Project #4: Bioanalytical: Investigation of endocrine disrupting compounds in toddler products and river and tap water using micellar electrokinetic chromatography and microfluidic systems, Dr. David J. Weiss (Bioanalytical)

Bisphenol A (BPA) is an endocrine-disrupting compound (EDC) found in plastic containers, epoxy resins which line food cans, and dental resins. It acts as a synthetic estrogen and has been observed to increase the rate at which puberty is reached in mice even at low doses. In addition, high BPA serum levels in pregnant women have been linked to repeated miscarriage. Infants and toddlers are particularly susceptible to the effects of compounds such as BPA on their development and there has been much concern regarding infant exposure and baby bottles. Recently, BPA has been found in liquid infant formula and baby food from glass jars as well.
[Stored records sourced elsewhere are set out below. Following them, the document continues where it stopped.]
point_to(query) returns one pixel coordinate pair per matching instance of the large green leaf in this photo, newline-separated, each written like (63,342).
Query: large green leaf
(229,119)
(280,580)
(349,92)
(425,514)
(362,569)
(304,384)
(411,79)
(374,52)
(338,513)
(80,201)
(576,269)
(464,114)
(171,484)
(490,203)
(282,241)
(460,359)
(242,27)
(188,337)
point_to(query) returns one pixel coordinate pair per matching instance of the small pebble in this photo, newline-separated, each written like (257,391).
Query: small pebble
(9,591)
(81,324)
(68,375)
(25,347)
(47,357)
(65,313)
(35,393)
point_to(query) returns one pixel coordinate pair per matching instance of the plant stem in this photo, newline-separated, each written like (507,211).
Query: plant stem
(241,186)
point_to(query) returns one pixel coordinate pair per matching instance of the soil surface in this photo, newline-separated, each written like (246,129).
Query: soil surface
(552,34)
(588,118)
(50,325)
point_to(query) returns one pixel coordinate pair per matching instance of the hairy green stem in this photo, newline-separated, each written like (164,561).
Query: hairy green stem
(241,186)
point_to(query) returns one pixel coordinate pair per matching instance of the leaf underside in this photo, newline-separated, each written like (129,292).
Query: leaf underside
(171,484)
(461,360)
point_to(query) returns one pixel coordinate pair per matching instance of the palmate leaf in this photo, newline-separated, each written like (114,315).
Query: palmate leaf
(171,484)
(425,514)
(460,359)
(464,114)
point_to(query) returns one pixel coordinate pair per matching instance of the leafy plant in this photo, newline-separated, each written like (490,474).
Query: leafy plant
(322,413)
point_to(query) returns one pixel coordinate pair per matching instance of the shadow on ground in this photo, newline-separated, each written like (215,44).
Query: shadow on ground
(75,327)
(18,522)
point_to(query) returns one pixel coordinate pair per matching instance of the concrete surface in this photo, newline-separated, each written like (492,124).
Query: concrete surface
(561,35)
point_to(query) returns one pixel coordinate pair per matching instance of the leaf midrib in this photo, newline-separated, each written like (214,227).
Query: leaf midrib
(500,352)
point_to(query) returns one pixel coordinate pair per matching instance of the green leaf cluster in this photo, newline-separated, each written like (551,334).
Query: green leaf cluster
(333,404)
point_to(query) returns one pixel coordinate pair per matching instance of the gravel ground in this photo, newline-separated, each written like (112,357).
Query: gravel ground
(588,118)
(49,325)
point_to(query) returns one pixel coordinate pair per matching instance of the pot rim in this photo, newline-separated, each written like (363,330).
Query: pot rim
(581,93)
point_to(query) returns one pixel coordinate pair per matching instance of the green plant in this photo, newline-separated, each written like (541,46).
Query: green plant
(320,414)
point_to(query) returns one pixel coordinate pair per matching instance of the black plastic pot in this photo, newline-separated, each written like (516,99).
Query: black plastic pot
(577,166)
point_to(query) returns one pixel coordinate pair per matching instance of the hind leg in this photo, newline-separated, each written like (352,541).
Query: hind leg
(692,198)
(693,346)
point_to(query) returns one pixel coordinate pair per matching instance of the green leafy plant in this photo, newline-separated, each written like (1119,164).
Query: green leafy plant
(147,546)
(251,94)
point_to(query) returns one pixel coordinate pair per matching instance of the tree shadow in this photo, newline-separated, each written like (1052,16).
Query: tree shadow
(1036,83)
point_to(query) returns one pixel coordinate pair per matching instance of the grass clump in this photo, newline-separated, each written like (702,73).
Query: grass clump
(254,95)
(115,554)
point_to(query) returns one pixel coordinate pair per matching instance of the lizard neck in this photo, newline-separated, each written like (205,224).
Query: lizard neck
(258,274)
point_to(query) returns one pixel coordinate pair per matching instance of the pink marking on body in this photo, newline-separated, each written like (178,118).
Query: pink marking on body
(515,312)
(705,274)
We plan to focus on toddler products, to determine how much BPA and other EDCs a child could be exposed to daily. We hypothesize finding BPA and other EPCs in local river and tap water and plan to investigate the presence of EDCs via capillary electrophoresis (CE), in conjunction with the surfactant sodium dodecyl sulfate and cyclodextrins, CE in the micellar electrokinetic chromatography (MEKC) mode has been demonstrated to have similar limits of detection as GC/MS for EDCs. We plan to complement this with polydimethyl siloxane (PDMS) based microfluidic systems with electrochemical detection. These microchip systems perform analyses in seconds, are miniaturizable and portable (so can be used on-site), use very small amounts of solvents, and are more environmentally friendly than traditional analysis systems.